Now we look at a function which is a linear combination in the basis functions ($\theta \in \mathbb{R}^{m+1}$) $$\Lambda: V \rightarrow \mathbb{R}, \ x \mapsto \sum_{i=0}^m \theta_i \psi_i(x)$$ where $V \subseteq U$ is some open possibly smaller subset of $U$.
Now we know (by some different result) that for each point/ inital condition $x_0=x(0)$ and the according trajectory $x(t)$ there is a non-zero vector $\theta(x_0) \in \mathbb{R}^{m+1}$ (with components $\theta_i(x_0), \quad i=0,...,m$) such that
$$ \Lambda(x_0)=\sum_{i=0}^m \theta_i(x_0) \psi_i(\Phi(x_0,t))=0$$
So, $\Lambda$ is a function which maps $V$ to zero. The special porperty is that along a trajectory $\theta_i(x_0) \ \forall i $ is constant, hence its value is defined by the value at the initial condition. But for different trajectories/initial conditions $x_0' \neq x_0$ the value of $\theta_i(x'_0) \neq \theta_i(x_0)$ is allowed to be different from $\theta(x_0)$. (We actually want to prove that this has to be the case)
Now we set the function $$\Lambda'(x(t))=\sum_{i=1}^m \theta_i(x_0) \psi_i(\Phi(x_0,t))=- \theta_0(x_0)$$ for which we want to prove that it is a local (i.e. on $V$) 1. Integral of $F$. I know that the Lie derivative $L_F(\Lambda)=0$ is zero, which is the first thing I need to prove. But I am struggling to prove that the function is not locally constant.
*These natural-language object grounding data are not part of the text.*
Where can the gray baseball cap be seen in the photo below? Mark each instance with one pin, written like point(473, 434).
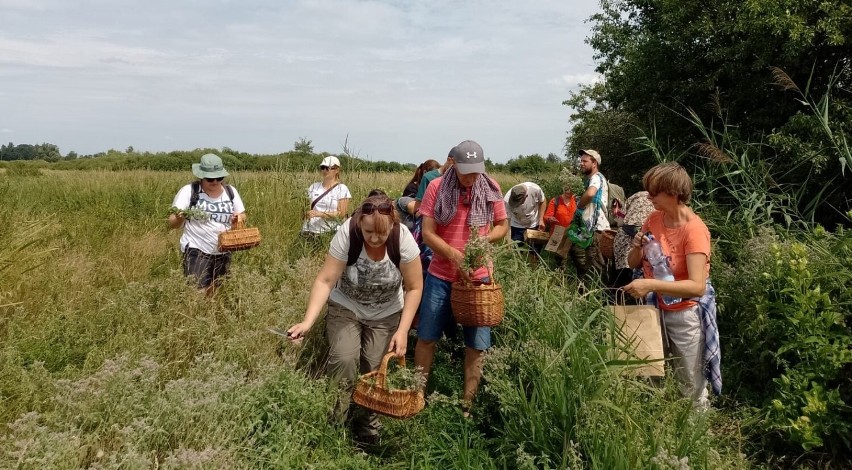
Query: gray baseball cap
point(469, 157)
point(210, 167)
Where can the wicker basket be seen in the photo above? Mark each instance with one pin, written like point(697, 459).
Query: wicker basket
point(477, 304)
point(372, 393)
point(605, 243)
point(239, 238)
point(536, 236)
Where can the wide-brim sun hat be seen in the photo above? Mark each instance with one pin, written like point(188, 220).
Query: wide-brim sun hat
point(210, 167)
point(330, 161)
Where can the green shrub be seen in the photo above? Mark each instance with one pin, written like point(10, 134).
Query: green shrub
point(785, 314)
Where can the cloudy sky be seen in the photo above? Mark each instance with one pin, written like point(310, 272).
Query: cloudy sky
point(405, 80)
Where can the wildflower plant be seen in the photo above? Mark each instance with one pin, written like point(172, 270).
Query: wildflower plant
point(478, 251)
point(190, 213)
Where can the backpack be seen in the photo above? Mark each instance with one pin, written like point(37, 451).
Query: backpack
point(356, 242)
point(615, 205)
point(196, 190)
point(425, 252)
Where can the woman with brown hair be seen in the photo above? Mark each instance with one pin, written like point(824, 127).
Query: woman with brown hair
point(372, 281)
point(688, 301)
point(329, 199)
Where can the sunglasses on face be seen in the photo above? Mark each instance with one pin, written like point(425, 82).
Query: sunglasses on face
point(384, 208)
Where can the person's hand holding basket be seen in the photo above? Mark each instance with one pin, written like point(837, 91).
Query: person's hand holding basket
point(477, 303)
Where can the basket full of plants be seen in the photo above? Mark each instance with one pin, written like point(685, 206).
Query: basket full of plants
point(477, 303)
point(396, 394)
point(239, 237)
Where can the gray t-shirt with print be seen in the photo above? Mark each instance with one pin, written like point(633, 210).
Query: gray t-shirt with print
point(371, 289)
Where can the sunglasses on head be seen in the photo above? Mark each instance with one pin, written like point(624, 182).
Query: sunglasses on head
point(384, 208)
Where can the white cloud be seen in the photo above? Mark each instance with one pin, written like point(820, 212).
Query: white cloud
point(405, 79)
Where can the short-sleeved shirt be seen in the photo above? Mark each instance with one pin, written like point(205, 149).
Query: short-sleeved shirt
point(597, 180)
point(371, 289)
point(693, 237)
point(637, 208)
point(204, 234)
point(525, 214)
point(424, 183)
point(563, 211)
point(328, 203)
point(455, 233)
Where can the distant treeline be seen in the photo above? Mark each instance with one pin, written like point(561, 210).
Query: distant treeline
point(301, 158)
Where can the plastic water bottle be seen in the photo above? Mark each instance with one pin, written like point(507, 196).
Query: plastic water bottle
point(659, 262)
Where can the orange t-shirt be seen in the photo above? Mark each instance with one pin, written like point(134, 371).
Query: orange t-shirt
point(694, 237)
point(564, 212)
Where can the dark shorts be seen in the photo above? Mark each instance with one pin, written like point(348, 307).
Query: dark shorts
point(206, 269)
point(436, 315)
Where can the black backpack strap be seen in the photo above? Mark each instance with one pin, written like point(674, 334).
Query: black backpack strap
point(356, 243)
point(393, 246)
point(194, 192)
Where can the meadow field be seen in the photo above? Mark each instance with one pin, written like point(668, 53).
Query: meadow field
point(108, 359)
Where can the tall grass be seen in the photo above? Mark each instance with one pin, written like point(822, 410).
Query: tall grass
point(108, 359)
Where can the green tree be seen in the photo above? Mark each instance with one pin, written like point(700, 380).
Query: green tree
point(610, 131)
point(667, 65)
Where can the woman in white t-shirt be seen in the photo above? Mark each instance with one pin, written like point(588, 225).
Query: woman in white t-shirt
point(199, 242)
point(371, 303)
point(329, 199)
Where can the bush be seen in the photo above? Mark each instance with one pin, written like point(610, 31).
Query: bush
point(785, 316)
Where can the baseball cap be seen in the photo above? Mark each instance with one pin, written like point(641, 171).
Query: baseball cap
point(592, 153)
point(329, 161)
point(469, 157)
point(518, 194)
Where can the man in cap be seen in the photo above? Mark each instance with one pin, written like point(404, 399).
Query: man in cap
point(526, 205)
point(592, 210)
point(461, 198)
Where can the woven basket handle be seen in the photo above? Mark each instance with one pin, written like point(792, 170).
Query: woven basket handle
point(621, 298)
point(489, 268)
point(381, 376)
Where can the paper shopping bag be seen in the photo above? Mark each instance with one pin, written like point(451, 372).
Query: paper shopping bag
point(638, 336)
point(558, 242)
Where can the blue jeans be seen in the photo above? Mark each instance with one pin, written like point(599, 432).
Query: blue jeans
point(436, 314)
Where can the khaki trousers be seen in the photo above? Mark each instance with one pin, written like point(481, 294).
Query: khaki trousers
point(356, 347)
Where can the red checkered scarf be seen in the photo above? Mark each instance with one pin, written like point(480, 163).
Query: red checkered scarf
point(483, 193)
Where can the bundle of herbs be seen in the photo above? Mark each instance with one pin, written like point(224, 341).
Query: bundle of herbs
point(191, 213)
point(478, 251)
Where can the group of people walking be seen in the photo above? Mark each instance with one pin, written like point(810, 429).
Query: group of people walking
point(373, 280)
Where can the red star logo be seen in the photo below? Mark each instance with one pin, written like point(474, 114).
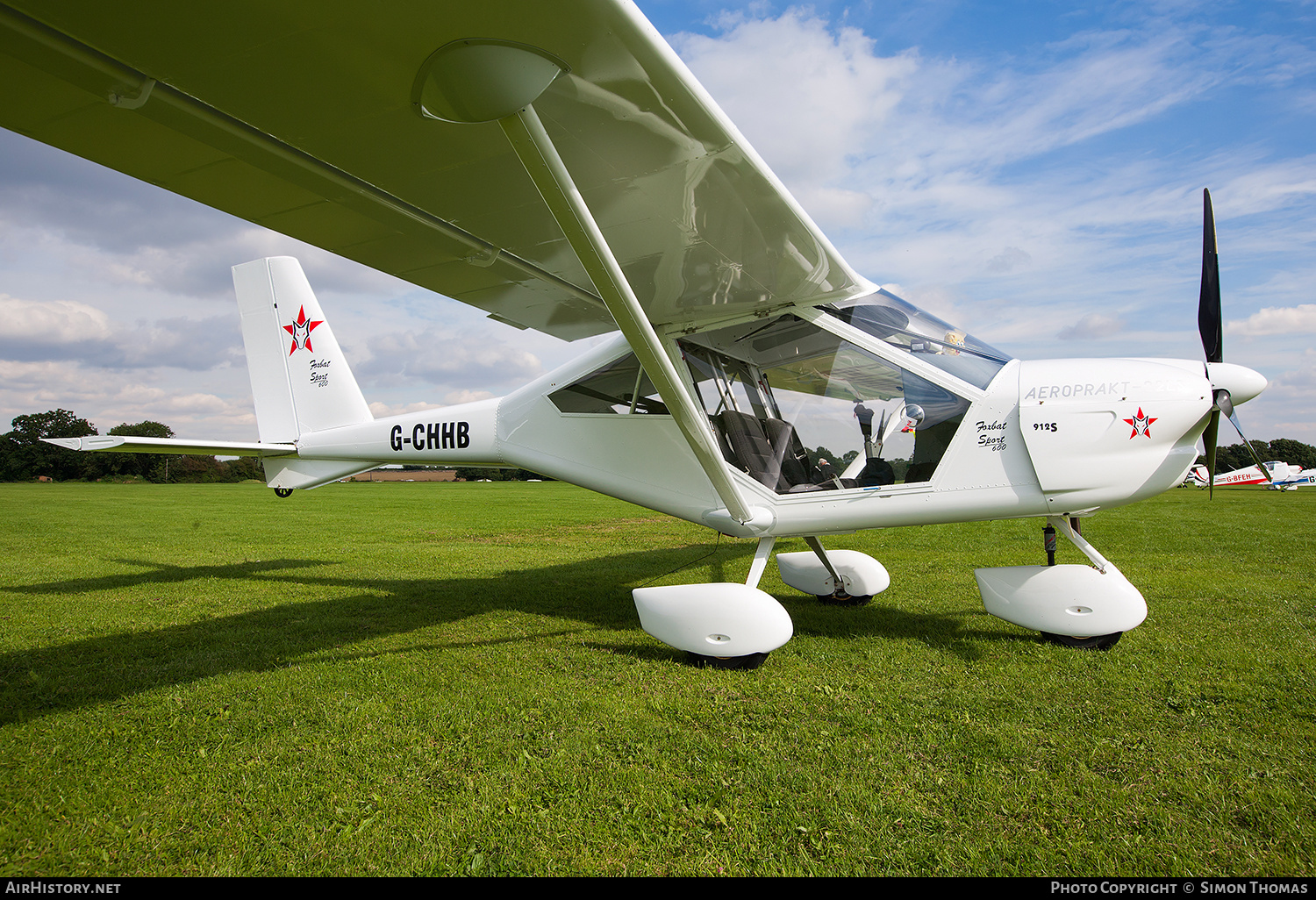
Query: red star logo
point(300, 332)
point(1141, 424)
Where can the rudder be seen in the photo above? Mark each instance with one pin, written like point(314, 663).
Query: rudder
point(300, 381)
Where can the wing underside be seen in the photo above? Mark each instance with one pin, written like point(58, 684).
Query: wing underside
point(299, 118)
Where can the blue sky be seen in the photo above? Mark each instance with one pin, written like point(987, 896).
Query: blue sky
point(1031, 171)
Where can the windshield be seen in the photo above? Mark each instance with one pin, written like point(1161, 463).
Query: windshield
point(900, 324)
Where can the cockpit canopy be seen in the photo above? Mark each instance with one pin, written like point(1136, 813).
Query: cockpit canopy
point(900, 324)
point(800, 408)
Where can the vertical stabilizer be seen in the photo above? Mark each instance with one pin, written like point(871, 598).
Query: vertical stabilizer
point(300, 381)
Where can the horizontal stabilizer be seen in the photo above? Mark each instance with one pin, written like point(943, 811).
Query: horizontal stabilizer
point(128, 444)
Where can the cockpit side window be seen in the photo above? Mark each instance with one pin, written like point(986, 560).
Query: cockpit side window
point(802, 410)
point(900, 324)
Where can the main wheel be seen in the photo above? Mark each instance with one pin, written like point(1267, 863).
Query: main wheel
point(842, 599)
point(742, 663)
point(1094, 642)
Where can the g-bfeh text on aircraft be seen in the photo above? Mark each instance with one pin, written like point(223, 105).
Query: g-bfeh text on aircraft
point(1276, 475)
point(557, 166)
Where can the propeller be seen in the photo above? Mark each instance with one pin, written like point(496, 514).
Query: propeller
point(1211, 329)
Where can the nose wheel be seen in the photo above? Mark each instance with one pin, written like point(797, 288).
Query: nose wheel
point(1094, 642)
point(731, 663)
point(842, 599)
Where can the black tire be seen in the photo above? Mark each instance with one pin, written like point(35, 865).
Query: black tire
point(1094, 642)
point(842, 599)
point(739, 663)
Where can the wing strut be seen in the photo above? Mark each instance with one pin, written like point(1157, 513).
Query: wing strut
point(550, 176)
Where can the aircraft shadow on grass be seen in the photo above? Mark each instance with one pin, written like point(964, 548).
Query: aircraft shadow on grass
point(45, 681)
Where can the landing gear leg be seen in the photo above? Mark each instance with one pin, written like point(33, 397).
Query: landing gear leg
point(840, 596)
point(1073, 531)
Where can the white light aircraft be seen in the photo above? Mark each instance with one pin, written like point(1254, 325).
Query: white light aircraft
point(1276, 475)
point(558, 166)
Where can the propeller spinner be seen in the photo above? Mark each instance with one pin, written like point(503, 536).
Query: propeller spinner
point(1229, 384)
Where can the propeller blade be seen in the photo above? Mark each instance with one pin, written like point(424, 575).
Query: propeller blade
point(1210, 439)
point(1208, 303)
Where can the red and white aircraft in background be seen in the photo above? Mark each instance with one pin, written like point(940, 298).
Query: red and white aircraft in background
point(1276, 475)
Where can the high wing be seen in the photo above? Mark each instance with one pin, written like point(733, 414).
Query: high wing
point(304, 118)
point(121, 444)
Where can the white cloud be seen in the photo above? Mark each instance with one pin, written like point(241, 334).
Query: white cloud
point(55, 321)
point(1091, 326)
point(1277, 320)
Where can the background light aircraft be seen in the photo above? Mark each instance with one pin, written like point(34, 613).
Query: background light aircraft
point(1276, 475)
point(562, 170)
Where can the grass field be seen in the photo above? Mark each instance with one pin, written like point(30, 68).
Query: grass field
point(450, 678)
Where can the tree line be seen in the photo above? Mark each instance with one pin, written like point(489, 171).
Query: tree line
point(1295, 453)
point(24, 457)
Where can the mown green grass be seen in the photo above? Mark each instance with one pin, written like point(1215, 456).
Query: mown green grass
point(450, 678)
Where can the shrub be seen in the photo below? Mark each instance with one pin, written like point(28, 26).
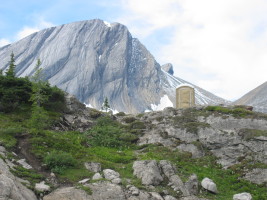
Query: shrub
point(58, 161)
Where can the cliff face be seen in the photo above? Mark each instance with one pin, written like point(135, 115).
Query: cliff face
point(93, 60)
point(256, 98)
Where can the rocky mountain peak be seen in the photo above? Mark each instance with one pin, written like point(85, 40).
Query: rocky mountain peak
point(95, 59)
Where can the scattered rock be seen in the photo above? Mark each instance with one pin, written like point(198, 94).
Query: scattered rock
point(168, 197)
point(111, 175)
point(242, 196)
point(133, 190)
point(196, 153)
point(92, 166)
point(24, 164)
point(209, 185)
point(148, 171)
point(258, 176)
point(155, 196)
point(42, 187)
point(84, 181)
point(192, 184)
point(68, 193)
point(105, 190)
point(97, 176)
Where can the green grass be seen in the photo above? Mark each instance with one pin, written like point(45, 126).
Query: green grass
point(228, 181)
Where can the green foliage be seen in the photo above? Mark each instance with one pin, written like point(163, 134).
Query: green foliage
point(58, 161)
point(27, 174)
point(13, 92)
point(7, 136)
point(10, 73)
point(120, 114)
point(39, 119)
point(105, 105)
point(129, 119)
point(108, 133)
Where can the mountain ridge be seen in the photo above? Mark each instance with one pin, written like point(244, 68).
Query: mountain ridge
point(93, 59)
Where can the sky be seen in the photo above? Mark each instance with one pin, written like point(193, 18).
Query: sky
point(219, 45)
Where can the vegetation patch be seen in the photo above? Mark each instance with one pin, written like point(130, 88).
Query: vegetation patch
point(249, 134)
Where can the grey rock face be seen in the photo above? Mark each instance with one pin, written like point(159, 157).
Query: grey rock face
point(242, 196)
point(258, 176)
point(148, 171)
point(111, 175)
point(68, 193)
point(105, 190)
point(168, 68)
point(93, 60)
point(209, 185)
point(11, 187)
point(92, 166)
point(192, 184)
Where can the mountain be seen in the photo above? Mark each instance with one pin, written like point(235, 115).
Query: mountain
point(95, 59)
point(256, 98)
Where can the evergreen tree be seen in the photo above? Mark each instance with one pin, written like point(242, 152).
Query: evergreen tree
point(11, 70)
point(39, 118)
point(105, 105)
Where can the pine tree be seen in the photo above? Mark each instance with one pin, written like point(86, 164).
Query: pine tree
point(11, 70)
point(105, 105)
point(39, 118)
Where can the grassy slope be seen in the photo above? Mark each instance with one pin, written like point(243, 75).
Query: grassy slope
point(80, 147)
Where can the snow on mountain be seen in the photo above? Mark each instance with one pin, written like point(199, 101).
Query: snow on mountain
point(95, 59)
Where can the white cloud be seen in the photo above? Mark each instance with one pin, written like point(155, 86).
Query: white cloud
point(219, 45)
point(4, 42)
point(26, 30)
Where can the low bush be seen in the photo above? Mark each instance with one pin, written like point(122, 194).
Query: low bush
point(58, 161)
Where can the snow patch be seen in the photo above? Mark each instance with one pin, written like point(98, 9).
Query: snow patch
point(107, 24)
point(164, 102)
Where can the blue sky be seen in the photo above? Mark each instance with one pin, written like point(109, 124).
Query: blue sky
point(220, 45)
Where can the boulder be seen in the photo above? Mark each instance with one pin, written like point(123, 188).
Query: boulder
point(97, 176)
point(242, 196)
point(42, 187)
point(209, 185)
point(84, 181)
point(196, 153)
point(192, 184)
point(68, 193)
point(24, 164)
point(107, 191)
point(111, 175)
point(258, 176)
point(92, 166)
point(148, 171)
point(11, 187)
point(168, 197)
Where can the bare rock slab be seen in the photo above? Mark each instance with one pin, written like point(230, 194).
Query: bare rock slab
point(148, 171)
point(242, 196)
point(209, 185)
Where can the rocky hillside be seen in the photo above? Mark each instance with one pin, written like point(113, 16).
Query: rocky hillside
point(93, 60)
point(204, 153)
point(256, 98)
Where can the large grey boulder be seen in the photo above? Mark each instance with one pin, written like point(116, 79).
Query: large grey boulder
point(258, 176)
point(93, 166)
point(107, 191)
point(209, 185)
point(192, 184)
point(112, 175)
point(68, 193)
point(11, 187)
point(148, 171)
point(242, 196)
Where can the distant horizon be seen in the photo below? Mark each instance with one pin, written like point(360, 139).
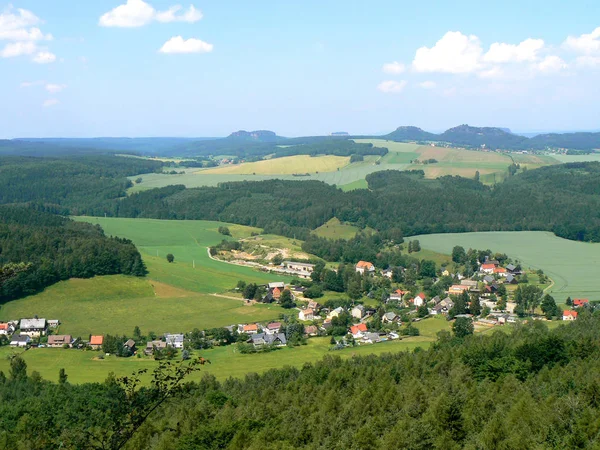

My question is the following: Can we prove that $\Lambda' $ is not locally constant? More formally, $$\exists x_0,x_0' \in V: \quad \Lambda'(x_0)=-\theta_0(x_0) \neq -\theta_0(x_0')=\Lambda'(x_0')$$ I.e. are there two initial conditions $x_0 \neq x_0'$ for which the the first (or zeroth depending on the convention) entry of the $\theta$-vector needs to be different $\theta_0(x_0) \neq \theta_0(x_0')$
I think this has to be true, since for two different inital conditions $\Phi(x_0^1,t) \neq \Phi(x_0^2,t) \ \forall t$. And since all functions are non-constant the parameters can't be the same but I am lacking a formal proof. Especially how I can conclude from the fact that the parameters are not the same that the value of the function is not the same. (If it helps , the vector field $F$ itself is a linear combination of the basis functions $\psi_i$ in each dimension.)